The implication here is nativelink is creating 8000+ threads. It can apparently recover if you restart the build, which is nice. The only crate in the graph that depends on sharded-slab is tracing-subscriber, and I assume that's the code that is using the default limits. I think it's weird that nativelink would be creating 8000+ threads. 8000 sounds like a perfectly sane limit.

Nativelink version 0.5.1 from GitHub running in docker.

allada commented 2 weeks ago

Hmmm, is this specific to tracing-subscriber? From what I see in nativelink we limit blocking threads to ~5k by default (math is 10 * config.global_cfg.max_open_files).

We do 10x because of an edge case that can happen when limiting max open files, in some cases open file limit can need more than 1 descriptor.

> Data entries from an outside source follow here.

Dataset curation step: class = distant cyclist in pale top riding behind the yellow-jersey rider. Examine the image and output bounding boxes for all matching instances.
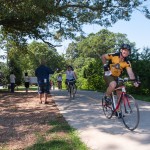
[65,65,77,87]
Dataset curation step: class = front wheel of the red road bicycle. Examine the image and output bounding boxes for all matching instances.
[121,94,140,131]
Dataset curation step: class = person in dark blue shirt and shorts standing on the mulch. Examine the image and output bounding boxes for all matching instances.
[35,60,54,104]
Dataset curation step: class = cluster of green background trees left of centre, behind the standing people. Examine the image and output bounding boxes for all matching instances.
[0,41,66,85]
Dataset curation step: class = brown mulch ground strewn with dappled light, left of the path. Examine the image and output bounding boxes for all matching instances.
[0,92,65,150]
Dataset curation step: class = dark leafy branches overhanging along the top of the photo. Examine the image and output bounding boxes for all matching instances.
[0,0,150,46]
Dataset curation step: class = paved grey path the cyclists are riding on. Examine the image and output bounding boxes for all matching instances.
[51,90,150,150]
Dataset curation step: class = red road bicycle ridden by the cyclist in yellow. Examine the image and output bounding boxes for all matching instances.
[102,78,140,131]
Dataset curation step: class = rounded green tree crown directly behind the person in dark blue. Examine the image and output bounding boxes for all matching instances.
[21,41,65,75]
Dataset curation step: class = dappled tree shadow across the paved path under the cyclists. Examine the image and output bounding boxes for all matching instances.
[53,91,150,145]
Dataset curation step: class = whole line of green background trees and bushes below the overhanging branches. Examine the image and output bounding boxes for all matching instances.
[1,29,150,95]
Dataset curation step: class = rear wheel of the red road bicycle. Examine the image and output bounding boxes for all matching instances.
[102,97,113,119]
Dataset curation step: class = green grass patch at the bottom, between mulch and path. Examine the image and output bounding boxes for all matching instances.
[25,120,89,150]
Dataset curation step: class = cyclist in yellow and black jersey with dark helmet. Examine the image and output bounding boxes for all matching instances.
[101,44,139,112]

cormacrelf commented 2 weeks ago

Hm, maybe the max open files is set too high in my config. What happens if you try to schedule more work than fits in the max open files limit? Does it fail in a similar way to hitting a ulimit? Or does the scheduler avoid it / things just queue up? If it's the latter I can fix this by dropping max open files back to a reasonable number.

cormacrelf commented 2 weeks ago

Yeah, that fixed it. I think this means max_open_files should absolutely never be more than 800 with the current 10x-ing thread limit behaviour. Not that I actually read the docs when I set it way too high, but may be worth adding to them.

aaronmondal commented 2 weeks ago

Sounds like adding this info to the docs is a good first issue :relaxed:

cormacrelf commented 2 weeks ago

Hmmm... it did fix this problem, but now nativelink seems to be running 1-2 actions at a time. This started happening pretty late in a big build, initially it was fine, but it seems to have run out of open files. Set max_open_files to 512, and it's got about 600 threads running (not 5000). Sounds to me like something is is keeping files open or failing to decrement the open files limit or something. Build graph was about 2000 nodes.

; ls /proc/$(pgrep nativelink)/fdinfo/ | wc -l
543

Edit: basically this is filesystem_cas.json with a local worker also defined. You guys probably don't test this configuration that often. Maybe need to split up the filesystem & worker into two separate nativelink processes (i.e. containers), one for the worker, so the filesystem code does not eat up the open file limits that the worker needs.

cormacrelf commented 2 weeks ago

Actually, late in the build graph you have things with many dependencies, and those dep lists are just long lists of object files. Especially actions that are linking binaries and pull in the full link graph. So in this weird way, it may make sense we would hit open file limits more with more dependencies. Still would be a bit weird to consume an open file handle for that while the action is executed.